The story of the Betsy Ross flag is one Americans have told for more than 100 years. It goes like this:
Betsy Ross is working in her upholstery shop when a small group of men rushes in, a committee officially tasked by the Continental Congress with designing and creating the first American flag. Among them are Betsy's late husband's uncle, George Ross Jr., and George Washington himself. "We need a flag made," the men say.
"I can make you a flag," Betsy assuredly tells them.
The men have a sketch of a design, one with 13 stripes and 13 stars in a circular formation in the upper left. Betsy looks it over and makes a few suggestions regarding measurements and proportions. She points to the stars, which in the sketch have six points. "Five-pointed stars would be much better. Far easier to cut," she tells them.

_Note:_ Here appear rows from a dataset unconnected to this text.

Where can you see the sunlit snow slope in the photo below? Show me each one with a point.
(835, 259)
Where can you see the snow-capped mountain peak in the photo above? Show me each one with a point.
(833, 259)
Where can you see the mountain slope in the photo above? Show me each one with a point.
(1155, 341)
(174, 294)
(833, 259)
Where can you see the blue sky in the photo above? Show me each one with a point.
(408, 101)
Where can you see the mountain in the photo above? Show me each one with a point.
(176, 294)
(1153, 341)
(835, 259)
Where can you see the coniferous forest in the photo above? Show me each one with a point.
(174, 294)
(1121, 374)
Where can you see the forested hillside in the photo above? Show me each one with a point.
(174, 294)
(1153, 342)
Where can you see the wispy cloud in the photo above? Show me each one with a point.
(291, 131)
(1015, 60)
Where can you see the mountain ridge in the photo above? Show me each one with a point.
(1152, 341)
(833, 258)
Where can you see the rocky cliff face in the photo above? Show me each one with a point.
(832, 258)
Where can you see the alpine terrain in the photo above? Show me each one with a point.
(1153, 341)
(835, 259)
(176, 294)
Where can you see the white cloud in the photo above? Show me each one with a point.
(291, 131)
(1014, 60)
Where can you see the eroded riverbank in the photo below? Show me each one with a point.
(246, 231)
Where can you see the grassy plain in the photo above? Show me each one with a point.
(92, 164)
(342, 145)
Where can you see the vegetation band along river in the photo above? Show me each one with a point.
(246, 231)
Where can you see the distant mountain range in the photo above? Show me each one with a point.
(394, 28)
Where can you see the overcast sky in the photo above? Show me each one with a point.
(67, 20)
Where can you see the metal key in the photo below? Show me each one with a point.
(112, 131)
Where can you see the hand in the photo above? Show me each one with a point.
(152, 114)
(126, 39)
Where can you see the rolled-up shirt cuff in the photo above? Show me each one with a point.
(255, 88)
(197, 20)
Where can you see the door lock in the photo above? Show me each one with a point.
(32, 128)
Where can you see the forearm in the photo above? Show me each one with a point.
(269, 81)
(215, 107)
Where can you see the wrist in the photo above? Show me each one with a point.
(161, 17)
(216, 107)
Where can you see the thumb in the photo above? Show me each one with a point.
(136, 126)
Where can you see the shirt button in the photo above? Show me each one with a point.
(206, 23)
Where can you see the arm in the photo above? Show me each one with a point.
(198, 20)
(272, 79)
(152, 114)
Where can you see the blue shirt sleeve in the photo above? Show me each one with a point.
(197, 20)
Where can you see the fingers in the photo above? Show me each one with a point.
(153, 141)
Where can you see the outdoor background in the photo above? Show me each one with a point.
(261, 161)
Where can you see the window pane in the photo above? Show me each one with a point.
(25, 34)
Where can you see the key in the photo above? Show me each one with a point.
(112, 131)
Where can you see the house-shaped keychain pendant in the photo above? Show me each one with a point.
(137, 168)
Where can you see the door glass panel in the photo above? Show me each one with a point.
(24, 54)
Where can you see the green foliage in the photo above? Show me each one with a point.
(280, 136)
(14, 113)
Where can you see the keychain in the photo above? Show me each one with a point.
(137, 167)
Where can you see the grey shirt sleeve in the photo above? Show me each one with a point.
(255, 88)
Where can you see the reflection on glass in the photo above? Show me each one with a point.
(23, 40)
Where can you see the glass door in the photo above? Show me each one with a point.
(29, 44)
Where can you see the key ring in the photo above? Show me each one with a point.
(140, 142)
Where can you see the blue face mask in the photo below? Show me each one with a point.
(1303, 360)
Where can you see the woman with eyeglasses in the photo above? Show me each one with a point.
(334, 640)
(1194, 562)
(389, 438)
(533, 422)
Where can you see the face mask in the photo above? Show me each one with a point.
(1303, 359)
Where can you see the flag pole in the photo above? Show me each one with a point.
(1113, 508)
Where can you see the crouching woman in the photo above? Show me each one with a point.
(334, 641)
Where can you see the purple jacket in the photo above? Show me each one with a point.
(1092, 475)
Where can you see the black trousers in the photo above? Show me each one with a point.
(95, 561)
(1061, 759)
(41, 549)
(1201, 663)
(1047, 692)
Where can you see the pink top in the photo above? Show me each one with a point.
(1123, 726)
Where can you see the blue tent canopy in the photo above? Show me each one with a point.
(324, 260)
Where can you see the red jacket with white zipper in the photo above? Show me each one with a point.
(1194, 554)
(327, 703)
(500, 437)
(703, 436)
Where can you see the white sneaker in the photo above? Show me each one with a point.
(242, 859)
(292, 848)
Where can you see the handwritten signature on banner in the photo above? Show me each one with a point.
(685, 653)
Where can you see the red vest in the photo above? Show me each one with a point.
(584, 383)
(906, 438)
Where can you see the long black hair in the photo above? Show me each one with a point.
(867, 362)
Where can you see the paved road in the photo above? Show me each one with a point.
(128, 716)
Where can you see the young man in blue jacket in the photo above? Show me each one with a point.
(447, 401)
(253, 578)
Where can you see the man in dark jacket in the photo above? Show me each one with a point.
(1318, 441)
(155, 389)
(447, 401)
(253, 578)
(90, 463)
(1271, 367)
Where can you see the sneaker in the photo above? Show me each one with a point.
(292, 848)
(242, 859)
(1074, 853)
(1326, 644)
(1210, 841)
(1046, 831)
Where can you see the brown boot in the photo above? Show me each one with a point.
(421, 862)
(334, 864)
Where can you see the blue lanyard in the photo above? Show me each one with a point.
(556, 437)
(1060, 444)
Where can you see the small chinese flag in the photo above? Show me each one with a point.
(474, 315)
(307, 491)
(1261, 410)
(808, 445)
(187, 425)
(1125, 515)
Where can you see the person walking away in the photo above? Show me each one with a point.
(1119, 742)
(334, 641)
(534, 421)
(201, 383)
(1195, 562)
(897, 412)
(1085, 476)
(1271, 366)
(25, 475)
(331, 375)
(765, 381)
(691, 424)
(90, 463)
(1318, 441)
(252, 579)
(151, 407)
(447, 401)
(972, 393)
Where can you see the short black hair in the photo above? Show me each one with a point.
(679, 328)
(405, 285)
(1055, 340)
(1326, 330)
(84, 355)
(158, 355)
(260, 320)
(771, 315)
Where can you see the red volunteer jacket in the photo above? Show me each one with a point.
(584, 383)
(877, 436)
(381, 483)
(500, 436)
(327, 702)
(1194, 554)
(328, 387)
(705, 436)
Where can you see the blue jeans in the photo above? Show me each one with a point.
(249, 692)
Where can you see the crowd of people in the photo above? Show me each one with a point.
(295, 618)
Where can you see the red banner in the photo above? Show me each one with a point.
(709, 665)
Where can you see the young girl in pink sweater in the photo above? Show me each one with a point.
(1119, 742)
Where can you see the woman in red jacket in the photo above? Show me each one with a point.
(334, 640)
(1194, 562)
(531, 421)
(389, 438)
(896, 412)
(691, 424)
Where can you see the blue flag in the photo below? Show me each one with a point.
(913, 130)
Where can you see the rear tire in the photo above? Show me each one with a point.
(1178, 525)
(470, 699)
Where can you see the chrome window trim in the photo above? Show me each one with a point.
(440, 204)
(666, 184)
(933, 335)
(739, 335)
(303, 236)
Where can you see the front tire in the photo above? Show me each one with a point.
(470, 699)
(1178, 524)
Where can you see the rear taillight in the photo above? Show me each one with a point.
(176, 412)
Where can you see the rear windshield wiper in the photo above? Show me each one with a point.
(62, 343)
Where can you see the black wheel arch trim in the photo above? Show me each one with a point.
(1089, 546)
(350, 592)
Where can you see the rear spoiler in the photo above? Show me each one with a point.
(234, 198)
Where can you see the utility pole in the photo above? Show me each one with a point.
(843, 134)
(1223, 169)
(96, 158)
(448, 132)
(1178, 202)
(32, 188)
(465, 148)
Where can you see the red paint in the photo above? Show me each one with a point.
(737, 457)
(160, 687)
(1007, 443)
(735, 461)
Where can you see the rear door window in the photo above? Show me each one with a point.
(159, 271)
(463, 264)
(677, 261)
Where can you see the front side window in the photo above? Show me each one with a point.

The committee agrees, and a new sketch is drawn on the spot, incorporating Betsy's input. She goes to work, dutifully sewing together a grand old flag. It takes a few days, since it's a pretty big flag, but she finally finishes and delivers it to the committee.
The committee members fly the new flag on the mast of a ship to see how it looks, and they unanimously approve of this new "Star-Spangled Banner." The new nation is going to need lots of these flags, to fly as a symbol of liberty over every public building and every military outpost and naval vessel. "We need more flags, Betsy," they tell her. "Lots more."
It's a great story that provides a simple answer to the question: Who made the first American flag? Unfortunately, there is absolutely no evidence that it ever happened.
The Betsy Ross legend comes from one of her grandchildren, William J. Canby, who in 1870 wrote down the story and gave a speech to the Pennsylvania Historical Society based on recollections of family lore. At the time, America was looking forward to the 1876 centennial celebration, fueling an increase in patriotism and interest in stories about the nation's founding. Betsy Ross had been dead for more than 30 years by then.
That's not to say that Canby was lying or that Betsy Ross didn't play some role in the creation of the American flag — it just means there's no way to prove that she made the first flag. There are no records of a flag committee being formed, and some question as to whether George Washington would have been involved or was even in Philadelphia when the fateful meeting supposedly happened, in June 1776 [source: Teachout].
But family stories are an important part of history all the same, and it's unlikely the Ross/Claypoole family would have invented such a story out of whole cloth. Betsy was possibly involved in making early flags in some capacity. But the real story of the Stars and Stripes is more complicated and less certain.